Mais si l’augmentation du fait religieux est indéniable, seule la moitié des situations nécessite une intervention managériale, et dans la majorité des cas, une issue est trouvée sans difficultés : un blocage ou un conflit n’apparaît que dans 19 % des cas. Pour trois salariés sur quatre, l’impact du fait religieux en entreprise n’est d’ailleurs pas considéré comme négatif. Les demandes sont considérées comme « raisonnables » dans 67 % des cas, et 69 % des salariés pratiquants ne sont pas perçus comme « revendicatifs ».
Néanmoins, bien qu’elle reste minoritaire, la tendance conflictuelle est en hausse depuis 2014 où seules 6 % de ces interventions – qui ont triplé en trois ans – étaient concernées. Résultat : un manager sur dix se sent « débordé » face à un fait religieux, surtout lorsque les demandes sont portées collectivement par les salariés (12 % des cas) et qu’il se retrouve seul à gérer la situation, sans appui de sa hiérarchie. La moitié des entreprises concernées par le fait religieux ne met en place aucune action, ce qui laisse les managers désemparés pour les deux tiers d’entre eux. Les outils pour gérer les crises ne sont d’ailleurs pas légion : 29 % des entreprises interrogées proposent des réunions pour en discuter, 23 % des consignes particulières pour répondre aux demandes, 21 % des dispositions spécifiques dans le règlement intérieur…
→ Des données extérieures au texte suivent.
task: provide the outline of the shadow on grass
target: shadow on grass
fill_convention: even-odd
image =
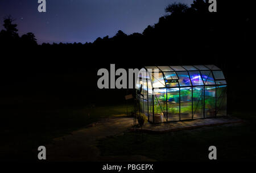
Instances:
[[[142,155],[158,161],[207,161],[208,147],[217,147],[218,161],[256,161],[256,119],[253,114],[237,112],[246,123],[170,132],[143,133],[139,143],[135,134],[125,133],[99,141],[104,156]]]

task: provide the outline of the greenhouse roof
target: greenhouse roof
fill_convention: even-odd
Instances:
[[[154,88],[226,85],[221,70],[214,65],[144,67]],[[150,69],[150,70],[149,70]],[[158,75],[156,73],[159,71]]]

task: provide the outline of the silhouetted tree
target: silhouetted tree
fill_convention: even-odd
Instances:
[[[13,24],[15,20],[9,15],[4,18],[3,27],[5,29],[0,32],[0,39],[2,44],[9,45],[11,43],[18,44],[19,35],[18,34],[17,25]]]
[[[191,4],[191,8],[199,13],[209,13],[209,4],[204,0],[195,0]]]
[[[166,12],[170,12],[172,14],[179,14],[185,12],[188,9],[187,5],[181,3],[176,3],[176,2],[168,5],[165,11]]]
[[[32,32],[28,32],[22,36],[21,40],[22,43],[28,45],[38,45],[35,35]]]

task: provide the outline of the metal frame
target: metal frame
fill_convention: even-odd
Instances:
[[[148,113],[147,116],[148,116],[148,122],[152,123],[162,123],[176,122],[176,121],[189,121],[189,120],[195,120],[195,119],[207,119],[207,118],[212,118],[213,117],[206,117],[206,116],[205,116],[205,87],[208,87],[208,86],[209,87],[210,87],[210,86],[215,87],[215,95],[214,95],[214,97],[215,97],[215,103],[215,103],[215,116],[214,116],[214,117],[217,117],[217,108],[218,108],[218,106],[217,106],[217,88],[218,88],[220,86],[225,86],[226,87],[225,92],[226,92],[226,94],[227,95],[228,83],[226,82],[226,80],[225,78],[224,79],[216,79],[214,75],[213,74],[213,72],[214,71],[222,71],[221,69],[220,69],[212,70],[212,69],[210,69],[210,68],[208,67],[206,65],[203,65],[207,70],[207,69],[200,70],[199,68],[196,67],[195,66],[193,66],[193,65],[191,65],[191,66],[192,66],[193,67],[194,67],[196,70],[189,70],[187,68],[185,68],[184,67],[184,66],[180,66],[182,67],[184,69],[185,69],[185,70],[176,71],[176,70],[175,70],[173,68],[172,68],[170,66],[168,66],[170,68],[170,69],[171,69],[172,71],[162,71],[159,67],[159,66],[156,66],[159,69],[159,73],[162,73],[164,81],[164,84],[165,84],[165,86],[166,86],[166,87],[159,87],[158,88],[159,88],[159,89],[166,88],[166,93],[165,94],[166,96],[166,100],[164,100],[164,102],[166,102],[166,121],[164,120],[164,122],[160,122],[160,123],[155,123],[155,110],[154,110],[154,101],[155,101],[154,100],[155,100],[155,98],[154,98],[154,89],[155,88],[153,87],[152,83],[151,83],[152,94],[152,104],[151,105],[151,106],[152,107],[152,115],[151,116],[153,116],[153,117],[152,117],[153,121],[152,122],[151,121],[150,121],[150,105],[149,105],[149,103],[148,103],[149,102],[148,102],[148,82],[150,82],[148,81],[148,80],[147,79],[147,77],[146,77],[146,81],[147,82],[147,99],[144,99],[144,98],[142,98],[142,97],[139,97],[139,98],[140,99],[142,99],[144,100],[147,100],[147,113]],[[148,72],[147,69],[146,67],[143,67],[143,68],[147,71],[146,74],[147,75],[147,74],[148,74],[148,73],[147,73]],[[177,82],[177,83],[178,83],[178,86],[177,86],[167,87],[167,82],[166,81],[166,78],[165,77],[164,73],[168,73],[168,72],[172,72],[172,73],[174,73],[174,73],[175,73],[176,76],[177,77],[178,79],[179,79],[179,76],[178,76],[178,75],[177,74],[177,72],[184,72],[184,71],[185,71],[187,73],[187,74],[188,74],[188,77],[189,78],[189,82],[191,82],[191,86],[181,86],[180,85],[180,82]],[[190,77],[190,74],[189,74],[189,72],[190,71],[199,71],[199,73],[200,74],[201,79],[203,81],[203,82],[204,85],[193,85],[193,83],[191,82],[191,77]],[[204,80],[204,79],[203,78],[203,76],[202,76],[202,73],[201,73],[202,71],[209,71],[210,72],[209,75],[210,74],[212,74],[212,77],[213,77],[213,79],[214,81],[214,85],[213,85],[213,84],[212,84],[212,85],[205,85],[205,83],[207,81],[208,78],[207,79],[207,80],[205,81]],[[152,73],[154,73],[154,72],[151,71],[151,72],[152,72]],[[151,76],[150,75],[148,77],[151,80]],[[208,78],[209,78],[209,75],[208,75]],[[223,80],[225,80],[226,81],[226,84],[217,84],[216,81],[223,81]],[[143,79],[142,79],[142,81],[143,81]],[[159,81],[159,82],[161,82],[160,81]],[[162,83],[162,82],[161,82],[161,83]],[[193,111],[194,111],[193,110],[193,105],[194,104],[194,104],[194,102],[195,102],[196,101],[195,101],[195,102],[193,101],[193,88],[196,88],[196,87],[203,87],[202,94],[203,94],[203,92],[204,93],[204,98],[203,99],[203,115],[204,115],[204,117],[194,119],[193,118],[193,116],[194,116],[194,115],[193,115],[193,113],[194,113],[193,112]],[[181,120],[181,105],[180,105],[180,103],[181,103],[180,91],[181,91],[181,88],[188,88],[188,87],[191,88],[191,90],[192,90],[192,91],[191,91],[191,96],[192,96],[192,99],[191,99],[191,104],[192,104],[192,106],[191,106],[191,107],[192,107],[191,119]],[[168,119],[168,98],[167,98],[168,88],[179,88],[179,120],[169,121]],[[201,100],[201,95],[200,95],[200,97],[199,100],[198,100],[198,102],[200,102],[200,100]],[[144,102],[144,101],[143,101],[143,102]],[[158,101],[158,102],[159,102]],[[164,112],[164,111],[163,111],[164,108],[162,108],[162,106],[161,106],[160,103],[159,103],[159,106],[161,108],[162,112],[163,112],[163,113],[164,114],[164,114],[165,113],[163,112]],[[221,104],[221,102],[220,104]],[[198,106],[198,104],[197,104],[197,106]],[[219,106],[220,106],[220,105]],[[227,109],[227,108],[228,108],[228,98],[226,98],[226,115],[225,116],[227,116],[228,115],[228,109]],[[144,103],[143,103],[143,107],[144,107]],[[196,109],[195,111],[196,111]],[[144,112],[144,108],[143,108],[143,112]],[[221,117],[221,116],[218,116],[218,117]],[[164,117],[164,120],[165,120]]]

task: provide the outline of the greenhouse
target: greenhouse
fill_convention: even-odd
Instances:
[[[215,65],[146,66],[137,88],[140,112],[151,123],[227,115],[227,83]]]

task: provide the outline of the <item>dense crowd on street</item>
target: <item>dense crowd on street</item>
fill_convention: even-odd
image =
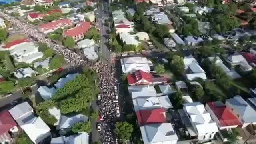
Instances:
[[[113,71],[106,64],[100,62],[92,62],[84,58],[75,52],[60,46],[46,38],[44,34],[13,17],[0,12],[0,16],[9,20],[14,26],[20,29],[28,38],[36,39],[39,42],[46,44],[48,46],[62,55],[66,62],[73,68],[83,66],[90,66],[100,75],[99,83],[101,90],[102,104],[100,106],[101,118],[100,122],[103,126],[101,132],[103,144],[115,144],[113,128],[115,116],[115,104],[114,102],[115,80]]]

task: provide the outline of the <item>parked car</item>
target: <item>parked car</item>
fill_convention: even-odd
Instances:
[[[97,125],[97,130],[98,130],[98,132],[101,131],[101,124],[98,124]]]

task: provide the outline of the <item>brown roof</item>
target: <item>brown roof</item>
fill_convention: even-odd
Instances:
[[[22,0],[20,4],[24,5],[32,5],[34,4],[33,0]]]

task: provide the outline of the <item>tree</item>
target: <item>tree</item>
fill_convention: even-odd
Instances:
[[[71,131],[74,133],[81,132],[90,133],[91,132],[90,122],[76,122],[72,127]]]
[[[170,66],[172,68],[179,73],[183,73],[185,71],[185,64],[183,58],[178,56],[174,56],[171,62]]]
[[[0,29],[0,40],[2,41],[5,41],[7,38],[7,32],[5,29]]]
[[[70,48],[74,48],[76,45],[76,42],[73,38],[68,36],[63,40],[63,45]]]
[[[118,122],[115,125],[114,132],[119,139],[128,140],[132,136],[133,127],[126,122]]]
[[[14,84],[10,81],[4,81],[0,83],[0,92],[4,94],[10,92],[15,88]]]
[[[165,72],[164,66],[162,64],[157,64],[156,66],[156,71],[158,74],[162,74]]]
[[[12,61],[11,60],[9,56],[6,54],[4,57],[6,62],[6,67],[7,67],[7,68],[10,72],[14,71],[15,70],[14,65],[13,64]]]
[[[44,56],[46,58],[51,58],[54,54],[53,50],[50,49],[48,49],[44,52]]]

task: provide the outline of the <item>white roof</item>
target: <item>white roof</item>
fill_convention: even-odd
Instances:
[[[172,105],[168,98],[165,96],[161,97],[142,97],[132,100],[135,112],[143,110],[153,109],[164,108],[166,109],[172,108]]]
[[[212,120],[203,104],[193,102],[184,104],[183,105],[183,109],[190,116],[192,124],[196,128],[198,134],[218,132],[216,123]]]
[[[150,68],[146,58],[141,57],[123,58],[121,60],[123,73],[133,73],[138,70],[149,72]]]
[[[92,39],[85,39],[77,43],[77,46],[79,48],[85,48],[92,46],[95,44],[95,41]]]
[[[176,144],[178,139],[171,123],[148,124],[140,129],[144,144]]]
[[[14,72],[14,76],[18,78],[26,78],[27,77],[32,77],[32,74],[35,74],[36,72],[30,67],[28,67],[25,68],[20,68]]]
[[[119,34],[120,38],[126,44],[131,44],[138,46],[140,43],[135,39],[135,35],[131,35],[129,33],[123,33]]]

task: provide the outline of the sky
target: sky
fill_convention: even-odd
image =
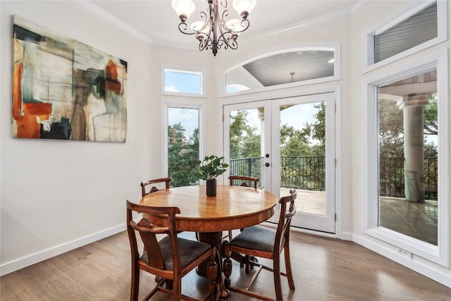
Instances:
[[[202,73],[187,73],[171,69],[166,70],[165,90],[183,93],[200,94],[202,92]],[[311,123],[314,121],[314,114],[317,109],[314,104],[298,104],[285,109],[280,112],[282,124],[289,124],[300,130],[305,123]],[[249,110],[247,121],[252,126],[259,129],[260,121],[257,109]],[[199,110],[194,109],[171,108],[168,116],[169,125],[178,124],[186,130],[187,138],[192,136],[194,130],[199,127]],[[257,131],[259,132],[259,131]]]

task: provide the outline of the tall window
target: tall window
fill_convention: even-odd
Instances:
[[[374,63],[437,37],[437,2],[374,35]]]
[[[198,183],[199,109],[168,107],[168,175],[174,187]]]
[[[365,233],[449,263],[447,54],[367,82]]]
[[[163,68],[161,94],[202,96],[204,94],[202,73]]]
[[[438,245],[437,70],[378,87],[379,225]]]
[[[365,72],[445,41],[447,2],[412,1],[396,17],[369,32]]]

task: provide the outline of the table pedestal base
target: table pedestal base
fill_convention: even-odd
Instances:
[[[218,264],[218,274],[216,276],[216,300],[230,301],[230,292],[224,285],[222,276],[222,248],[221,242],[223,233],[221,232],[201,232],[199,233],[199,241],[206,242],[210,245],[216,247],[216,264]],[[205,261],[196,268],[196,273],[201,277],[208,277],[208,261]]]

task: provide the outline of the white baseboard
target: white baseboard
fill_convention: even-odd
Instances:
[[[421,262],[407,259],[399,254],[397,252],[383,247],[383,246],[374,243],[362,236],[352,235],[352,241],[451,288],[451,275],[440,273],[432,269],[431,266],[422,264]]]
[[[126,229],[125,223],[104,230],[97,233],[81,238],[63,245],[57,245],[50,249],[45,250],[38,253],[35,253],[25,257],[19,258],[12,262],[0,265],[0,276],[4,276],[14,271],[23,269],[32,264],[37,264],[43,260],[59,255],[72,250],[82,247],[91,242],[101,240],[109,236],[122,232]]]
Selon le document, les managers donnent en pratique « la priorité au travail tout en étant ouverts à la recherche d’arrangements par la discussion afin de permettre aux salariés pratiquants d’articuler leur activité professionnelle et leur spiritualité ».
Sur le champ des améliorations possibles, il est proposé aux entreprises d’adopter une posture de soutien envers le management, en créant les procédures nécessaires pour faire face ces situations et en marquant une ligne claire face à ces agissements. Le texte préconise également de formaliser les remontées d’informations des situations problématiques, en prônant l’intransigeance face aux « débordements » et aux « comportements agressifs ». Enfin, il s’adresse aux pouvoirs publics en leur conseillant d’aider les petites structures dans la gestion des situations difficiles, et de ne pas remettre en cause le cadre légal de l’expression de la religiosité au travail en veillant à ne pas brider la liberté des pratiquants.
Au sens de l’étude, il s’agit d’un événement qui peut être aussi bien banal – comme la demande d’un congé pour assister à une fête religieuse – qu’indésirable et provoquant des remous au sein de l’entreprise, ce de manière ascendante comme descendante dans la hiérarchie. A titre d’exemple, on peut citer le refus d’un salarié de travailler sous les ordres d’une femme ou avec elle (13 % des faits religieux), ou la discrimination d’un autre par ses collègues ou son manager en raison de ses croyances.